# Seiko / Citizen Quartz Vs Eta Quartz



## kc104 (May 1, 2009)

Anyone like to comment on which is better -

the quartz movement in a nice citizen (like the navihawk i am about to pick up) and the eta that goes into something like a seamaster quartz


----------



## Barryboy (Mar 21, 2006)

kc104 said:


> Anyone like to comment on which is better -
> 
> the quartz movement in a nice citizen (like the navihawk i am about to pick up) and the eta that goes into something like a seamaster quartz


I looked into this about two years ago, wondering if it was worth spending the extra money and buying a quartz Omega.... Perceived wisdom at that time was that any difference in quality and accuracy was probably measurable but not noticeable to the user. My experience is that I've had both and to me a quartz movement is a quartz movement is a quartz movement and I can't tell any difference, although I do like the idea of Citizen's battery-less ECO-drive and Seiko's hybrid auto/quartz system

I have had no problems with reliability with any Seiko, Citizen, Miyota, Ronda or ETA quartz and my advice, for what it's worth, is forget about the movement, buy the watch that you want.

Rob


----------



## kc104 (May 1, 2009)

I hear you and share you view there. However, the omega quarts = 1100 pounds while my citizen navihawk was 140. If the quality of the meovement is the same, well same on omega, cos the casing and bracelet does not cost them 900 pounds


----------



## jezz59 (Nov 1, 2009)

Hi, Ive got a 1991 Omega Seamaster quartz, had from new, still keeps perfect time,battery replacement every three years, had a complete factory reseal (swiss) two years ago. Im also on my third Eco drive, sold previous two to work colleages, point being, I honestly dont think theres any difference between them, you could argue and I`d agree that the jap Eco drive is better because of recharging capabilty but Ive not yet owned An Eco drive long enough to compare longevaty with the Omega, Sorry if Im being long winded hear but in the manual for my latest Eco drive Chronograph it states that the watch should be serviced by Citizen every three years, which is reasonable enough.


----------



## luddite (Dec 11, 2009)

I own a Citizen Eco Drive watch and a quartz Omega Seamaster, both circa 1991/2 and the Cutizen is the more accurate of the two

Which one do you think I get the bigger kick out of wearing? 

You guessed right, but buy the one you feel is right for you.

For me Swiss wins out every time.


----------



## luddite (Dec 11, 2009)

i tried to edit the above post but was unable to. 
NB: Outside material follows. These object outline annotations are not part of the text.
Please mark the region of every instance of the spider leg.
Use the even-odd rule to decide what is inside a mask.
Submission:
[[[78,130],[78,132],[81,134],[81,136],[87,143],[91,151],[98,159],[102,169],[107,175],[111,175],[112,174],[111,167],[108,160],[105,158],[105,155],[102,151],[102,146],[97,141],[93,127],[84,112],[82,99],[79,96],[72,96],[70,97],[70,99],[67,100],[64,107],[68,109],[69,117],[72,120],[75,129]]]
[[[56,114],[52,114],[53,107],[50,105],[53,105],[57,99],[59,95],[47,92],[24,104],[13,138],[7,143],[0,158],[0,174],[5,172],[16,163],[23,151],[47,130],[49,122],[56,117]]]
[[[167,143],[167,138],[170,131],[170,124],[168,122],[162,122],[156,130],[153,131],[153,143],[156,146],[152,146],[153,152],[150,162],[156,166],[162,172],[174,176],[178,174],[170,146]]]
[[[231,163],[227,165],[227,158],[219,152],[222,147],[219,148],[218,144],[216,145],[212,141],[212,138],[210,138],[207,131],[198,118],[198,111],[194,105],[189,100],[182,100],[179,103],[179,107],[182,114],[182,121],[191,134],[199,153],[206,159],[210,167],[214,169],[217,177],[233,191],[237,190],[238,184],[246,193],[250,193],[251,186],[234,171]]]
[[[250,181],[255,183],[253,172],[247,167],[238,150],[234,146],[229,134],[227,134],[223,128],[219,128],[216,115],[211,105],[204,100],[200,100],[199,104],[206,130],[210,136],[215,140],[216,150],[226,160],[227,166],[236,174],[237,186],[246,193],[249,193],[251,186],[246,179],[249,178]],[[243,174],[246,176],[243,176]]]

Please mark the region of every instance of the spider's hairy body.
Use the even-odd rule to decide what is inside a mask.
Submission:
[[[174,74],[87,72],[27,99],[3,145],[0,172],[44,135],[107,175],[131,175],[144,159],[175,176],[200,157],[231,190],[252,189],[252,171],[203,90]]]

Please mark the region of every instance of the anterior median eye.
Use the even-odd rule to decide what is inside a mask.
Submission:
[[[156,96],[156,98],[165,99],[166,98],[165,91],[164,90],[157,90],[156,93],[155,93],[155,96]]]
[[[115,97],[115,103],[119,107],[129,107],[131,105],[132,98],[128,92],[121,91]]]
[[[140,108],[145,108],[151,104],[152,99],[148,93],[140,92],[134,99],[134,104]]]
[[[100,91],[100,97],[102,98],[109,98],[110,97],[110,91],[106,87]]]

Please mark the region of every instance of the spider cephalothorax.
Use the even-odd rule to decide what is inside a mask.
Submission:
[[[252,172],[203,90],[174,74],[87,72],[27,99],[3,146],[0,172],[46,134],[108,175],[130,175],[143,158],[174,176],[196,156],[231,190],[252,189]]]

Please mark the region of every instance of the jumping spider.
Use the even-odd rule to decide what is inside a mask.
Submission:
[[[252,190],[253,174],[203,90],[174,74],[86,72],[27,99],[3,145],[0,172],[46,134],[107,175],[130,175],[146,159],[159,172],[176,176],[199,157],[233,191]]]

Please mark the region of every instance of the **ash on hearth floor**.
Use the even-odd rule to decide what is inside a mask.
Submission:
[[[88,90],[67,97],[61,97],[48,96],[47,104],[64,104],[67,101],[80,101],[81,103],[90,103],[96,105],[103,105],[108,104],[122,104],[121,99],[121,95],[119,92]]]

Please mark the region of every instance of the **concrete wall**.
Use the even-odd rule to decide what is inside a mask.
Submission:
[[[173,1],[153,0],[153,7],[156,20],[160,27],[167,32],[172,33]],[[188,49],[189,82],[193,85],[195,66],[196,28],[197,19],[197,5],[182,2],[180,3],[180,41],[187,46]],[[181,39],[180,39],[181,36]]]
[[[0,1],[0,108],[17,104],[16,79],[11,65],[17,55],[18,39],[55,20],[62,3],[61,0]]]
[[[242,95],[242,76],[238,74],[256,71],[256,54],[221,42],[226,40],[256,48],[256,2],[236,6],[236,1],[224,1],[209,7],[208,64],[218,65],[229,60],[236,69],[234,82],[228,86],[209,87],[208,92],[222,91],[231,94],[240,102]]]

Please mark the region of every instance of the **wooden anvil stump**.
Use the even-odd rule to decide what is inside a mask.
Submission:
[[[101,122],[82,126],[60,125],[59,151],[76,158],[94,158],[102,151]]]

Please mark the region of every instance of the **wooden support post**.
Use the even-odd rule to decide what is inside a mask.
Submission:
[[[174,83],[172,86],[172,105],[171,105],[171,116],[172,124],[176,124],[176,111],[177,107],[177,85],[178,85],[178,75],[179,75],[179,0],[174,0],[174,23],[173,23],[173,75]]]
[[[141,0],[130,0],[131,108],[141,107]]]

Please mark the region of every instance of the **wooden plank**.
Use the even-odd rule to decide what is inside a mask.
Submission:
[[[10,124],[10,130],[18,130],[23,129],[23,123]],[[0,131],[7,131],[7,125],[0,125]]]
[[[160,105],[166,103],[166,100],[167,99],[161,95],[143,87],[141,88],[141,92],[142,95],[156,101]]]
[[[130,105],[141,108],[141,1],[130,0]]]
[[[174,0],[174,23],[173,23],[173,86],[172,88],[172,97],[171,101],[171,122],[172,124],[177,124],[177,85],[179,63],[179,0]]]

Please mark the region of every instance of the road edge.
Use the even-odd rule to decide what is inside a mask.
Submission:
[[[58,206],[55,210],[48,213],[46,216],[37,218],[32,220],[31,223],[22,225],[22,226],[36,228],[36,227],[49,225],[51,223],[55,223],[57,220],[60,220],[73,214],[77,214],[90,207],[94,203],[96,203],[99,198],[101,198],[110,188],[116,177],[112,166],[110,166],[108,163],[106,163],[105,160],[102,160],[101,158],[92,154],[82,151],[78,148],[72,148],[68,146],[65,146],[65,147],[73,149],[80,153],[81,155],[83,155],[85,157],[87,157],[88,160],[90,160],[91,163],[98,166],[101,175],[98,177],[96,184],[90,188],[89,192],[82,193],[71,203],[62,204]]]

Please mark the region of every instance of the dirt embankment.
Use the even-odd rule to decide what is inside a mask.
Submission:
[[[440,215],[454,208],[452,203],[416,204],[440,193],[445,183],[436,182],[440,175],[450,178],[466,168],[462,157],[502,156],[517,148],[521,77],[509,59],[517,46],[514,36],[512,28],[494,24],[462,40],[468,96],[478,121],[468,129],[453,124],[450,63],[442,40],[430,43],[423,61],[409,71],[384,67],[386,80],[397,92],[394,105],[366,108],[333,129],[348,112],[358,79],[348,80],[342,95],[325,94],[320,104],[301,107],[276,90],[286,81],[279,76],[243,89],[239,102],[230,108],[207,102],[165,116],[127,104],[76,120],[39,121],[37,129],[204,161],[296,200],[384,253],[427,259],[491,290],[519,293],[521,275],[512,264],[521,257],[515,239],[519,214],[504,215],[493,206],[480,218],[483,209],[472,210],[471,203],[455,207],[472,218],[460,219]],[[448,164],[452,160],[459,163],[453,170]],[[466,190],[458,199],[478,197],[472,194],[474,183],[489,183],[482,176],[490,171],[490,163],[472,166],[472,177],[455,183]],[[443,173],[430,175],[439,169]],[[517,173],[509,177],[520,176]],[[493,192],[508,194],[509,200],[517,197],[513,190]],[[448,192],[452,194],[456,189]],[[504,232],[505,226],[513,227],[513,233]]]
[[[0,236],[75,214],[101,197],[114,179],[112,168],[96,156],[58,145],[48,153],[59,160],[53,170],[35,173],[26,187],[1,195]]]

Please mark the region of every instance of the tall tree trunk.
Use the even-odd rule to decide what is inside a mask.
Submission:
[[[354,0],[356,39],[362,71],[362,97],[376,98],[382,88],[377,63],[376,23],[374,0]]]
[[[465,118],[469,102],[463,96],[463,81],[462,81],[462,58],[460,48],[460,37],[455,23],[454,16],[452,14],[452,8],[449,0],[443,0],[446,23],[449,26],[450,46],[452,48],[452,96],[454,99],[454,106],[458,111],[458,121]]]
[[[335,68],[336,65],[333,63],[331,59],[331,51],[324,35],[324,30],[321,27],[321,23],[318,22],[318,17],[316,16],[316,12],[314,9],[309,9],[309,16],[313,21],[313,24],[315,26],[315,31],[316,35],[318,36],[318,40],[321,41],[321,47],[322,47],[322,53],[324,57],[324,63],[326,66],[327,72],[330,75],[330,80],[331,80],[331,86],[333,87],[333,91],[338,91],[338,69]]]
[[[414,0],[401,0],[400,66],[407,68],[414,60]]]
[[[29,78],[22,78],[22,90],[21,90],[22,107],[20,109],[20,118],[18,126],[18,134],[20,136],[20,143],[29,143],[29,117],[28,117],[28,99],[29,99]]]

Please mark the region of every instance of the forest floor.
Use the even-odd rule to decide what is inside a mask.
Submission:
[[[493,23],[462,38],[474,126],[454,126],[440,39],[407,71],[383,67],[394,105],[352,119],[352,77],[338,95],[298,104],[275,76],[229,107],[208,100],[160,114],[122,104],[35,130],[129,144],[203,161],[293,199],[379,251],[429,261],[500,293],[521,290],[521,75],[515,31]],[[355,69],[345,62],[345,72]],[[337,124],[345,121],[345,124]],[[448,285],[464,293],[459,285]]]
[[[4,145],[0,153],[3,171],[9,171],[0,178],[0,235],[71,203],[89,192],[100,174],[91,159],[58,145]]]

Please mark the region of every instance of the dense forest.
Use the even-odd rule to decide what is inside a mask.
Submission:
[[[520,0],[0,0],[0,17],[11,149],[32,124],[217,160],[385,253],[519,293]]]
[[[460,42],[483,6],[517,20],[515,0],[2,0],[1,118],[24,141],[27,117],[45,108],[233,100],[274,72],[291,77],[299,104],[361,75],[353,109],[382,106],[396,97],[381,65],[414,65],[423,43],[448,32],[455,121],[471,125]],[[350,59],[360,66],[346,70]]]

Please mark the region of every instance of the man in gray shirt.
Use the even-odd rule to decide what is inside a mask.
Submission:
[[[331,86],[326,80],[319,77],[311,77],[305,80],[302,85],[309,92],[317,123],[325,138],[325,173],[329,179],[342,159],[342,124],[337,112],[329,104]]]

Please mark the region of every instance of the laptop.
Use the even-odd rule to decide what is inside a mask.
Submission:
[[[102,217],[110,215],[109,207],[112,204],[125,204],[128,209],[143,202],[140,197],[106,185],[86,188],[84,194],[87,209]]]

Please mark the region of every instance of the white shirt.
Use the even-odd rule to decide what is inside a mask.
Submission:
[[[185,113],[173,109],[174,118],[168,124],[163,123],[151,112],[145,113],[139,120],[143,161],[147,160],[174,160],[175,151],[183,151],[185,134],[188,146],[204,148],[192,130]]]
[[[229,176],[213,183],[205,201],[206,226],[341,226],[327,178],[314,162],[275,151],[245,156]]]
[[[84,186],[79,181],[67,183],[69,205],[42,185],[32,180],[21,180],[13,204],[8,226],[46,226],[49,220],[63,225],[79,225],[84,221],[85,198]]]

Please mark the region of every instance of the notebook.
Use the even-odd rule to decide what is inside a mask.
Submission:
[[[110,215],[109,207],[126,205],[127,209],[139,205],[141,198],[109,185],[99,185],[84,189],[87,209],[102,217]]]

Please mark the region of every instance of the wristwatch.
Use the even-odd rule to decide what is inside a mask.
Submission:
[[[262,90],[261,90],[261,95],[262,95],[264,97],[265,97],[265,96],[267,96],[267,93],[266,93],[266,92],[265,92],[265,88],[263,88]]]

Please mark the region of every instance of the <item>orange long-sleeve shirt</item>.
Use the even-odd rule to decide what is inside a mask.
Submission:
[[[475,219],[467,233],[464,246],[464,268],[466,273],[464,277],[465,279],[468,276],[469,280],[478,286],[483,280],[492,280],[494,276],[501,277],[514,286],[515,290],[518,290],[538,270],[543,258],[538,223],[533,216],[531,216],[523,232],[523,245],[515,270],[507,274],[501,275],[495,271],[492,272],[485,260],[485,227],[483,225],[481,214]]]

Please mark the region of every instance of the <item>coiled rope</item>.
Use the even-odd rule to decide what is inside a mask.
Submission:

I meant 1998/9 not 1991/2. :to_become_senile:


----------



## wozza (Dec 1, 2009)

Barryboy said:


> kc104 said:
> 
> 
> > Anyone like to comment on which is better -
> ...


Good advice, just choose the watch design that you like, you wont notice much if any difference in time keeping. Personally I prefer ETA quartz movements as they are built slightly better but that's all.


----------



## normdiaz (May 5, 2004)

kc104 said:


> I hear you and share you view there. However, the omega quarts = 1100 pounds while my citizen navihawk was 140. If the quality of the meovement is the same, well same on omega, cos the casing and bracelet does not cost them 900 pounds


It's called "what the traffic will bear".


----------



## Thian (Nov 23, 2008)

wozza said:


> Barryboy said:
> 
> 
> > kc104 said:
> ...


I tend to agree with you....I have a late 1980s Seamaster quartz dress version 2 tone...small by today's standards but oh-so great design with 14ct gold inlay...


----------



## jasonm (Nov 22, 2003)

kc104 said:


> I hear you and share you view there. However, the omega quarts = 1100 pounds while my citizen navihawk was 140. If the quality of the meovement is the same, well same on omega, cos the casing and bracelet does not cost them 900 pounds


Component costs have very very little to do with a watches retail price....


----------